Spatial Clustering of Ambient Ozone in Eastern U.S.


By William M. Cox


Air Quality Modeling Group

Emissions, Monitoring and Analyses Division

Office of Air Quality Planning and Standards

US Environmental Protection Agency




January 1997


Ambient ozone data from AIRS data were used to perform a simple analysis of the spatial correlation structure of daily maximum 8-hour ozone levels. The purpose of the analysis was to determine the extent to which covariation among several hundred monitoring stations could be summarized by a small number of clusters (4 to 12) and to determine how these clusters appear geographically. The data used in this analysis were taken from AIRS for all monitoring stations east of the 100th longitude from June through September of 1991 through 1995. Daily maximum 8-hour averages were computed as the highest of the 17 running 8-hour periods beginning with the period from hour 1 through hour 8 and ending with the period from hour 17 through hour 24. The ozone data were aggregated up to the county level by averaging daily maximum 8-hour values within counties having multiple monitors.


The resulting data base was further restricted by eliminating counties that did not have at least 300 days of data (approximately half of 5 yrs x 122 days per year). Because the clustering technique permits no missing data, the county average was substituted in place of days having no reported ozone values. This substitution also has the desired effect of de-emphasizing counties that have less than complete (610 days) of data for the analysis. The resulting data matrix used as input to the clustering routine consisted of 610 daily observation by 429 counties spread out (unevenly) over the eastern part of the U.S.
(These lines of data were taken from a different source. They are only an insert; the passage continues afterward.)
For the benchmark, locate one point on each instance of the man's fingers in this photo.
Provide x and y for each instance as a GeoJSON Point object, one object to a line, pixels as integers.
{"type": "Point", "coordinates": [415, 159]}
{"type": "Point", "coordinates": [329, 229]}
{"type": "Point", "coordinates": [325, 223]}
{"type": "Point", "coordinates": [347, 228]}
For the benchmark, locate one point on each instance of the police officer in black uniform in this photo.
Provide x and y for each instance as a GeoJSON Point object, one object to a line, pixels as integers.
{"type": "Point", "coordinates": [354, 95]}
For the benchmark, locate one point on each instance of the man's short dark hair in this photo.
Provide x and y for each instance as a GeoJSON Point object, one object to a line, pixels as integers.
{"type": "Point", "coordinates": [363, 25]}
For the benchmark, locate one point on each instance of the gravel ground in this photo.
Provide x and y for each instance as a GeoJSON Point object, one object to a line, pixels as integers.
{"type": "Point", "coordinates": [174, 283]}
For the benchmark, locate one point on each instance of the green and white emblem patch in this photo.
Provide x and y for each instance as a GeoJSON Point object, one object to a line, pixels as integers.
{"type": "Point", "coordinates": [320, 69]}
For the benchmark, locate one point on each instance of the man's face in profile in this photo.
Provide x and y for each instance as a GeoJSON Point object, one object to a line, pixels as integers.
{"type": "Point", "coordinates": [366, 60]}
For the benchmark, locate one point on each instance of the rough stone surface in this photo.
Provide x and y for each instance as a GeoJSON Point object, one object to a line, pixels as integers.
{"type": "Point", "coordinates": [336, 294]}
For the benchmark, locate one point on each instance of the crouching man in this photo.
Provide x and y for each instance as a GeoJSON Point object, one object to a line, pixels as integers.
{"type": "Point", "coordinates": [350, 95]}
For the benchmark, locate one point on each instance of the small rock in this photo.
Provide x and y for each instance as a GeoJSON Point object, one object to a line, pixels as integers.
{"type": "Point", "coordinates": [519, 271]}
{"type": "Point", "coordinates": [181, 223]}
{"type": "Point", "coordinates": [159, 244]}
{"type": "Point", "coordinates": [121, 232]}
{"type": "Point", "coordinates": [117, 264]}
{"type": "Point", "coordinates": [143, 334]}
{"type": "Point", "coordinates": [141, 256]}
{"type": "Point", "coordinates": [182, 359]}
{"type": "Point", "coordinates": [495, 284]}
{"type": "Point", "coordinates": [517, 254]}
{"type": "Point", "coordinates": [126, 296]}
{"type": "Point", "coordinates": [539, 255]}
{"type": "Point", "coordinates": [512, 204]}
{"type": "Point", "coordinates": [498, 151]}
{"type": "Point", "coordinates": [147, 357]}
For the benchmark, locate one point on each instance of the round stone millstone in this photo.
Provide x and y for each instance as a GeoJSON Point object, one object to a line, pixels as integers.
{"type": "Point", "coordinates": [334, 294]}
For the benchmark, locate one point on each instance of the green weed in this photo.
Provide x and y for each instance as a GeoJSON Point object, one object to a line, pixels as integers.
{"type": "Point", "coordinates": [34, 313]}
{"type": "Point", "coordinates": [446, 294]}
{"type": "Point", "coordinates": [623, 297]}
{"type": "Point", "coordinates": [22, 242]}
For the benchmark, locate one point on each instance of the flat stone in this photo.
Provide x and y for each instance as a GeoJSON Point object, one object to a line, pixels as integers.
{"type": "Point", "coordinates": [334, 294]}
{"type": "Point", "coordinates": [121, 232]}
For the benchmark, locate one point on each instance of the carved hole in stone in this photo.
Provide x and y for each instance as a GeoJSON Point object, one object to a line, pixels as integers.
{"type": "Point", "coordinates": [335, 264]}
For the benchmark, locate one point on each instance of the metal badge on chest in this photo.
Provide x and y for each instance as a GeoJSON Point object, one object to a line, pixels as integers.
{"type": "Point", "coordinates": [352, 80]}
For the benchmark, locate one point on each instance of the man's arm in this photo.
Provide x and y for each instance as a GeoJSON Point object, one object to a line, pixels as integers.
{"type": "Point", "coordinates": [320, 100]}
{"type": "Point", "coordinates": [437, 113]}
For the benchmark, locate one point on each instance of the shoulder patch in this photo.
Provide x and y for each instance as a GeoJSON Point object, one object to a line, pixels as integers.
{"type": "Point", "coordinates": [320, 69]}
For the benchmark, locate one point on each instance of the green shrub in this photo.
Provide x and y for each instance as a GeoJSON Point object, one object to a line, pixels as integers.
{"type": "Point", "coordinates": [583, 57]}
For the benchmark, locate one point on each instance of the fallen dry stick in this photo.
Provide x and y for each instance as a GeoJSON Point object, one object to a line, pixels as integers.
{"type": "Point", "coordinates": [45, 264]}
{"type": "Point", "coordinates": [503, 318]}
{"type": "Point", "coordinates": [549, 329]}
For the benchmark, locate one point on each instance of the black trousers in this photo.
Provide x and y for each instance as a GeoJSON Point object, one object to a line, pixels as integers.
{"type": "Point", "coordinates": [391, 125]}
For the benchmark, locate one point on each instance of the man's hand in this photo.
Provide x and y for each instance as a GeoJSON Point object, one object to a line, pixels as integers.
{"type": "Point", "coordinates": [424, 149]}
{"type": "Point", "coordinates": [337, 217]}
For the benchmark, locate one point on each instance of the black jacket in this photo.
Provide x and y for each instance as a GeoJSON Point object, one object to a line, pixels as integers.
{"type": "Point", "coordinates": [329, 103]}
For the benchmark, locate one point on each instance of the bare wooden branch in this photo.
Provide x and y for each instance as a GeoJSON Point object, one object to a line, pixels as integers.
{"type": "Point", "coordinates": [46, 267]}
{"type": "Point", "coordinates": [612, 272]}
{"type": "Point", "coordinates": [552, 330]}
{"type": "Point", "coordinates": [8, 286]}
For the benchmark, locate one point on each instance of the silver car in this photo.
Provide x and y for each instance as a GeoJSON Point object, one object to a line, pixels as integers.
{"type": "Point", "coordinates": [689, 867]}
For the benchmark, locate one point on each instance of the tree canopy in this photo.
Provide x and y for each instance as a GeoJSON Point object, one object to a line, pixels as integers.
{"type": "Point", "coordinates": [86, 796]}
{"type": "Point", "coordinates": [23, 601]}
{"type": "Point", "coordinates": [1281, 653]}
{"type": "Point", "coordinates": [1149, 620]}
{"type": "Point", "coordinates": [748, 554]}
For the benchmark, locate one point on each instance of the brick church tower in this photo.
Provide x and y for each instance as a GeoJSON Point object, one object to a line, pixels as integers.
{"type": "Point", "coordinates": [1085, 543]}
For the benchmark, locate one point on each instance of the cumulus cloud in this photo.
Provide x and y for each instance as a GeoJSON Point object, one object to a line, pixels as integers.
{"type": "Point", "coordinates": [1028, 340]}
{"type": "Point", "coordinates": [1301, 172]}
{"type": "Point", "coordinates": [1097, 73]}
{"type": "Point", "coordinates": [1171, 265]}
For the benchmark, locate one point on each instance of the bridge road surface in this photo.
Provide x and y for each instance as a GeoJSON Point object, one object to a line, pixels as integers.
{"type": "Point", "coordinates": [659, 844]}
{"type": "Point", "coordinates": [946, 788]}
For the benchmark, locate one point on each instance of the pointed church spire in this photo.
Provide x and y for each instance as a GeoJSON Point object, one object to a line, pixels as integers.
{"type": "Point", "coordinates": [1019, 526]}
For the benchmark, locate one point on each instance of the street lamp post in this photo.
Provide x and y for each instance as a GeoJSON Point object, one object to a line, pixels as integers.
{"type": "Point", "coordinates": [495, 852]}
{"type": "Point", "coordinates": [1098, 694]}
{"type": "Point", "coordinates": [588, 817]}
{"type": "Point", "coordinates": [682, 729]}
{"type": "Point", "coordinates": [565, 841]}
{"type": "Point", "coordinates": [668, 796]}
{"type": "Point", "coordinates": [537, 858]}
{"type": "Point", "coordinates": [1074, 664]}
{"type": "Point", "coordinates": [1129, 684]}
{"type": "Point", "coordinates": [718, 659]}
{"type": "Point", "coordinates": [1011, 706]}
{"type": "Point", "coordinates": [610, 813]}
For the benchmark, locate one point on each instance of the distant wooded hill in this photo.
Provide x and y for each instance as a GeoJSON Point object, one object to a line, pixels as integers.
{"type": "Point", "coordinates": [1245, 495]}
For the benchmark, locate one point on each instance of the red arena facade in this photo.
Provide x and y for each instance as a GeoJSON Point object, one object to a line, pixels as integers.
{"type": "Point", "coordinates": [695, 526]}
The SAS procedure VARCLUS was used for the analysis. The number of clusters was arbitrarily limited to range from 4 up to a maximum of 12 to conserve computer time. Figure 1 shows the four cluster result which essentially divides the eastern US into four quadrants corresponding to the Northeast (2's), Midwest (1's), Southeast (3's) and Southwest (4's). These four clusters explain approximately 51 percent of the day-to-day variation among the 429 counties. Figure 2 shows the results for eight clusters. The northeast cluster has split into two clusters (New England and North Atlantic), the southeast into two clusters (southeast mainland and Florida). The Midwest split twice, first by splitting of the most westerly portion (5's) and last by splitting Kentucky and Tennessee (8's) from Ohio, West Va and part of Pennsylvania (1's). The total variance explained by 8 clusters is approximately 60 percent of the total variance. Further splits are possible but may or may not be meaningful or interpretable.